On March 25, 2020, Wilber re-signed with the Raiders. He was released during final roster cuts on September 5, but re-signed with the team two days later. He appeared in 16 games.

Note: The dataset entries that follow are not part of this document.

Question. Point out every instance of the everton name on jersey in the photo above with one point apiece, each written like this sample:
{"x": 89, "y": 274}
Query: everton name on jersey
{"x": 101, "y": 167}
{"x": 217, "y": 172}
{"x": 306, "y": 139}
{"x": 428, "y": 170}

On December 29, 2021, Wilber was signed by the Las Vegas Raiders.

==NFL career statistics==

Legend
| Bold | Career high |

===Regular season===

Year: Team; Games; Tackles; Interceptions; Fumbles
GP: GS; Cmb; Solo; Ast; Sck; TFL; Int; Yds; TD; Lng; PD; FF; FR; Yds; TD
2012: DAL; 10; 0; 5; 4; 1; 0.0; 0; 0; 0; 0; 0; 0; 0; 0; 0; 0
2013: DAL; 16; 6; 44; 31; 13; 2.0; 4; 0; 0; 0; 0; 0; 1; 2; 1; 0
2014: DAL; 16; 3; 27; 16; 11; 1.5; 1; 0; 0; 0; 0; 2; 0; 1; 0; 0
2015: DAL; 16; 6; 25; 16; 9; 0.0; 1; 0; 0; 0; 0; 0; 0; 0; 0; 0
2016: DAL; 15; 1; 9; 7; 2; 0.0; 0; 0; 0; 0; 0; 0; 1; 2; 0; 0
2017: DAL; 16; 0; 10; 8; 2; 0.0; 0; 0; 0; 0; 0; 0; 1; 0; 0; 0
2018: OAK; 14; 0; 15; 10; 5; 0.0; 0; 0; 0; 0; 0; 0; 0; 0; 0; 0
2019: OAK; 14; 1; 6; 5; 1; 0.0; 0; 0; 0; 0; 0; 2; 0; 0; 0; 0
2020: LVR; 16; 0; 12; 7; 5; 0.0; 0; 0; 0; 0; 0; 0; 0; 1; 0; 0
2021: LVR; 2; 0; 0; 0; 0; 0.0; 0; 0; 0; 0; 0; 0; 0; 0; 0; 0
Total: 135; 17; 153; 104; 49; 3.5; 6; 0; 0; 0; 0; 4; 3; 6; 1; 0

===Playoffs===

Year: Team; Games; Tackles; Interceptions; Fumbles
GP: GS; Cmb; Solo; Ast; Sck; TFL; Int; Yds; TD; Lng; PD; FF; FR; Yds; TD
2014: DAL; 2; 0; 2; 1; 1; 0.0; 0; 1; 5; 0; 5; 1; 0; 0; 0; 0
2016: DAL; 1; 0; 1; 1; 0; 0.0; 0; 0; 0; 0; 0; 0; 0; 0; 0; 0
2021: LVR; 1; 0; 2; 2; 0; 0.0; 0; 0; 0; 0; 0; 0; 0; 0; 0; 0
Total: 4; 0; 5; 4; 1; 0.0; 0; 1; 5; 0; 5; 1; 0; 0; 0; 0

==Coaching career==
===Green Bay Packers===
On March 10, 2023, Wilber was hired by the Green Bay Packers as their special teams quality control coach.

===New Orleans Saints===
On February 24, 2025, the New Orleans Saints hired Wilber to serve as their assistant special teams coach.